The Seamen’s Church Institute is North America’s largest and most comprehensive mariners’ service agency. The Institute’s Center for Seafarers’ Rights upholds the Institute’s historic mission of advocating for the rights of the world’s seafarers. Since 1834, the Institute has sought to promote merchant mariners’ dignity, well-being, and professional training.

Piracy represents a crime against humanity. It is condemned by the international community of nations, and any nation has jurisdiction to bring pirates to justice.

International law defines piracy as any illegal act of violence or detention or any act of depredation committed for private ends by persons on a private ship against persons or property on another ship on the high seas.

In the early 1990s, the Seamen’s Church Institute became very involved when piracy was a big problem in the Malacca Straits and South America. In May 1995, SCI’s Center for Seafarers’ Rights convened a high-level roundtable on piracy that assessed the problem worldwide, exchanged views on how to deal with piracy, and made recommendations on actions to reduce the scourge of piracy.

The International Maritime Organization used the results of SCI’s Piracy Round Table in developing international guidelines for governments and ships to prevent and suppress acts of piracy and armed robbery against ships.

Recently, pirate attacks have increased in the waters off the coast of Somalia, largely because of failed local government attempts to curtail it. In 2008, at least 293 pirate attacks occurred worldwide; 49 vessels were hijacked, 46 other vessels were fired upon, 889 seafarers were taken hostage, 32 seafarers were injured, 11 seafarers were killed, and 21 seafarers missing and presumed dead. 111 of the 2008 pirate attacks occurred off the coast of Somalia.

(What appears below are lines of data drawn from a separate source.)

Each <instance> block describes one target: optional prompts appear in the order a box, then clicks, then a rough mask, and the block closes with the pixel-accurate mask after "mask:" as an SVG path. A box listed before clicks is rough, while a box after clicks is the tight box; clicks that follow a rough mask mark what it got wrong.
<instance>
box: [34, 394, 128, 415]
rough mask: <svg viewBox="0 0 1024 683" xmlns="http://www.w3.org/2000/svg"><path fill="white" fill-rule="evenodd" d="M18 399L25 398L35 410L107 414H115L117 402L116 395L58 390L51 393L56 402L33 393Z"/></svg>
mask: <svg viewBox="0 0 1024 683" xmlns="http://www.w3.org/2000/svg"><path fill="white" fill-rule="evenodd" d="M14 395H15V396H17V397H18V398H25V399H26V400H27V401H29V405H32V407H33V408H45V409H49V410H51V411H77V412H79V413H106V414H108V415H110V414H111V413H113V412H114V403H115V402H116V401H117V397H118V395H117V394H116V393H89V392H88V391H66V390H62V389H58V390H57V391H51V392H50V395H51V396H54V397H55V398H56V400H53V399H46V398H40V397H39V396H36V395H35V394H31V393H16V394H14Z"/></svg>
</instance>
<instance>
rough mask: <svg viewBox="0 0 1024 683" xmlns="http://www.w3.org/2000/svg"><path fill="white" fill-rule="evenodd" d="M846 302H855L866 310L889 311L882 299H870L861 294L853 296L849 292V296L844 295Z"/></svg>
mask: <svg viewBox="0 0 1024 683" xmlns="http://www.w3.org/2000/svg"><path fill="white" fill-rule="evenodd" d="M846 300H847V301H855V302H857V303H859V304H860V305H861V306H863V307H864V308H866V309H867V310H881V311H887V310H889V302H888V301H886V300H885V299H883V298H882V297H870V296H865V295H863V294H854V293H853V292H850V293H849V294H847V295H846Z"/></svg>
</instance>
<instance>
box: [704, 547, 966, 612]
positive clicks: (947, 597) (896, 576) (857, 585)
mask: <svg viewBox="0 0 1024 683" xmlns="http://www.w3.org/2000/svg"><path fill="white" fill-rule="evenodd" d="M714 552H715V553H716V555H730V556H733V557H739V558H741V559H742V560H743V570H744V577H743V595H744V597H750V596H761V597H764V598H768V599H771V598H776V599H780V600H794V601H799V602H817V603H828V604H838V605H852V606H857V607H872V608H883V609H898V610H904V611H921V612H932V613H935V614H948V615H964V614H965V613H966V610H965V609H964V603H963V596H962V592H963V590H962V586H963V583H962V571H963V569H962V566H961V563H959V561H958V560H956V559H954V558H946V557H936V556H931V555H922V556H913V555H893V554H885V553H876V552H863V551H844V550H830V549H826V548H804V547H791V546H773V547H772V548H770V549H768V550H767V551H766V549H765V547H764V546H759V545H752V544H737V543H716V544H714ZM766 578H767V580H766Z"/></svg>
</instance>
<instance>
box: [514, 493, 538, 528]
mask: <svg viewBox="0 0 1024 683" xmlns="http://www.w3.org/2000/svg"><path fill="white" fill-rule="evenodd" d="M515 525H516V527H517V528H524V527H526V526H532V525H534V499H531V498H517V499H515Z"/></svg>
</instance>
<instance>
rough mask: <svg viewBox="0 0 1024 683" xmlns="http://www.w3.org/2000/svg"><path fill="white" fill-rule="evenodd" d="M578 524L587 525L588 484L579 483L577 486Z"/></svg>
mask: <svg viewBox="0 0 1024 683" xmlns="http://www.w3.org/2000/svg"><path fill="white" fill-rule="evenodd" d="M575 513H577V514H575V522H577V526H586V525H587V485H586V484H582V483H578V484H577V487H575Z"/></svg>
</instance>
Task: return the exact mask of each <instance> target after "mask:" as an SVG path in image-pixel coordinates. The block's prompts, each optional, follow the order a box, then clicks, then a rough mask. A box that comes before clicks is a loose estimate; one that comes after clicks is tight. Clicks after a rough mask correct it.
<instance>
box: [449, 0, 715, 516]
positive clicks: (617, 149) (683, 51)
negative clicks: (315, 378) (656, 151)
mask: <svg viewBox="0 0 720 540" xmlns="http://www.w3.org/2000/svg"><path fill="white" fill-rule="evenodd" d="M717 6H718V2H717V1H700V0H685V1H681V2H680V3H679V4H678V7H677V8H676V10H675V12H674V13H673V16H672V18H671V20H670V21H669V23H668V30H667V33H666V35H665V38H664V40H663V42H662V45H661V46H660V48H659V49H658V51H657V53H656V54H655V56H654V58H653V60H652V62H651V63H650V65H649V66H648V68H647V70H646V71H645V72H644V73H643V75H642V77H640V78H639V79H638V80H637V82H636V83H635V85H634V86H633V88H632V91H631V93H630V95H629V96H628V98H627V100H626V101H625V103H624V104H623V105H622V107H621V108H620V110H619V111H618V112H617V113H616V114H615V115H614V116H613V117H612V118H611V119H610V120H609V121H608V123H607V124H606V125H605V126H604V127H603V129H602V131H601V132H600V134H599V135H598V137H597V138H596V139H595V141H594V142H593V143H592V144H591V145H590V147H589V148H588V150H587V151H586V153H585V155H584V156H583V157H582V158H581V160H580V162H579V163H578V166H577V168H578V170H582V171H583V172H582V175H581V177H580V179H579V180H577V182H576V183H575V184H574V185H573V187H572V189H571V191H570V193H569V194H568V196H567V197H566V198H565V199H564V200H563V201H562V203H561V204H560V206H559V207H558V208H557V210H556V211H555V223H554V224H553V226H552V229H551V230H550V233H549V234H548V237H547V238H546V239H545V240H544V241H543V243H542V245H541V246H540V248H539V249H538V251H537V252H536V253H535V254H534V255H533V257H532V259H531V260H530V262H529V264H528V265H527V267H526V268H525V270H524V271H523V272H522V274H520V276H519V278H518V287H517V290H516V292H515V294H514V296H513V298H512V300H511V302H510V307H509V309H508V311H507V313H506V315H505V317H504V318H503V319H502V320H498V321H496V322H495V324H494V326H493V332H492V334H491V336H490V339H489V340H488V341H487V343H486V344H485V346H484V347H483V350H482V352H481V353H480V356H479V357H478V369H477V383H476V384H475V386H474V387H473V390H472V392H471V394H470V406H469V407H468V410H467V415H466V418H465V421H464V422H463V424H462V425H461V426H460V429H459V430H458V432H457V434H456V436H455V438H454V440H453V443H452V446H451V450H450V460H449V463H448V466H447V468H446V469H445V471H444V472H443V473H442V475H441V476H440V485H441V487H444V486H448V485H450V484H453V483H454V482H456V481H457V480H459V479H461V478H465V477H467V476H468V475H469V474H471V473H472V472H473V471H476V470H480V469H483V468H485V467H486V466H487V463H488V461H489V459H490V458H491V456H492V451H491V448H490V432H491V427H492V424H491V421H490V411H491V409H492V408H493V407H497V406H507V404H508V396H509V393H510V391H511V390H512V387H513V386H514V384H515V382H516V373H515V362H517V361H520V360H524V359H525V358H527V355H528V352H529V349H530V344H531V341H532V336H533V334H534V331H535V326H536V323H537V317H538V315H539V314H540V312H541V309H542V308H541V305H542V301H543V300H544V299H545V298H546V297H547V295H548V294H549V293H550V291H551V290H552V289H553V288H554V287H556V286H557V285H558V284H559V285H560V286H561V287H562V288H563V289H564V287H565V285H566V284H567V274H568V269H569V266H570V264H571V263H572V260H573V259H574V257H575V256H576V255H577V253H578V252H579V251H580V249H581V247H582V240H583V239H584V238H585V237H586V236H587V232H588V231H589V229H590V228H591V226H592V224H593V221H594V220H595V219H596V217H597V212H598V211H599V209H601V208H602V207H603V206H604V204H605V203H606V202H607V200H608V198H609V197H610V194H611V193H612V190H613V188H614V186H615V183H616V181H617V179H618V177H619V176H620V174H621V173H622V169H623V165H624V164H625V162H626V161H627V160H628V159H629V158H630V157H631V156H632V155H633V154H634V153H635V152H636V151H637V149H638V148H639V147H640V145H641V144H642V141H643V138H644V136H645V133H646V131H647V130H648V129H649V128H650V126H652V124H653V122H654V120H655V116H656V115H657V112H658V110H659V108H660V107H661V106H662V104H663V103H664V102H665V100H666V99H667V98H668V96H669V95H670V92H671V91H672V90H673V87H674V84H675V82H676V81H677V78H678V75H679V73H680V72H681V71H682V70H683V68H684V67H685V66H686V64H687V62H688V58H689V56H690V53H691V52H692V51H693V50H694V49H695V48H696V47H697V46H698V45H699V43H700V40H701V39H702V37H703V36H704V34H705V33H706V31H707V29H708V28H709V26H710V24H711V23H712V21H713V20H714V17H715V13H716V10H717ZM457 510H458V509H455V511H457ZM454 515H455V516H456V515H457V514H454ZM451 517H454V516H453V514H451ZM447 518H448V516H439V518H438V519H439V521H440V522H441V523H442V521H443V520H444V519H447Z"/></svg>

High-profile cases in 2008, including pirates highjacking ships carrying relief supplies to East Africa, a supertanker laden with $100 million cargo of crude oil, and a ship carrying tanks and other weapons, prompted the United Nations to adopt four Security Council Resolutions to respond to Somali pirates. The resolutions did not, however, address the effects of piracy on seafarer victims.

SCI is concerned that the effects of pirate attacks on seafarer victims and their families is not well known and that few resources exist to care for piracy victims. Some shipping companies provide resources for their seafarers who have been victims of piracy, but effectiveness of the care is unmeasured and no guidelines exist for caring for seafarers post-attack. For example, some shipowners make counseling available to seafarers, but will seafarers voluntarily agree to counseling?

SCI is working with the International Christian Maritime Association in calling for more attention to be made to the effects of piracy on seafarers, specifically:

  1. Undertake a comprehensive study on the effects of piracy on its victims
  2. Develop international guidelines on caring for victims of piracy
  3. Establish a resource and assistance center for piracy victims and shipowners

RESOLUTION

ADOPTED BY THE INTERNATIONAL CHRISTIAN MARITIME ASSOCIATION MEETING IN HONG KONG, CHINA, ON 29 OCTOBER 2008

The International Christian Maritime Association,

Alarmed by the recent incidents of attacks upon and hijacking of vessels at sea off the coast of Somalia that highlight the threat that acts of piracy and armed robbery against vessels pose to seafarers and fishers there and in other parts of the world,

Deeply concerned for the grave danger that acts of piracy and armed robbery pose to seafarers and fishers and the long-term effects that they have on victims of such attacks and their families,

Lamenting that seafarer and fisher victims of acts of piracy and armed robbery and their families are often left without appropriate care, including counseling, after the attacks,

  1. Deplores all acts of piracy and armed robbery against seafarers and fishers;
  2. Urges all States to cooperate with each other, with relevant international organizations, and with the maritime industry to coordinate their efforts to deter acts of piracy and armed robbery against seafarers and fishers;
  3. Urges the International Maritime Organization and the International Labour Organization to develop guidelines for shipowners on caring for seafarer and fisher victims of piracy and armed robbery at sea;
  4. Calls upon all States and interested organizations, including the International Maritime Organization, the International Labour Organization and maritime industry organizations, to work together to establish a resource center for shipowners, seafarers, and fishers on the availability of specialized counseling, medical care and other appropriate services for victims of piracy and armed robbery at sea;
  5. Pledges the cooperation and assistance of the International Christian Maritime Association in providing care and assistance to seafarer and fisher victims of piracy and armed robbery at sea and in accomplishing the above initiatives.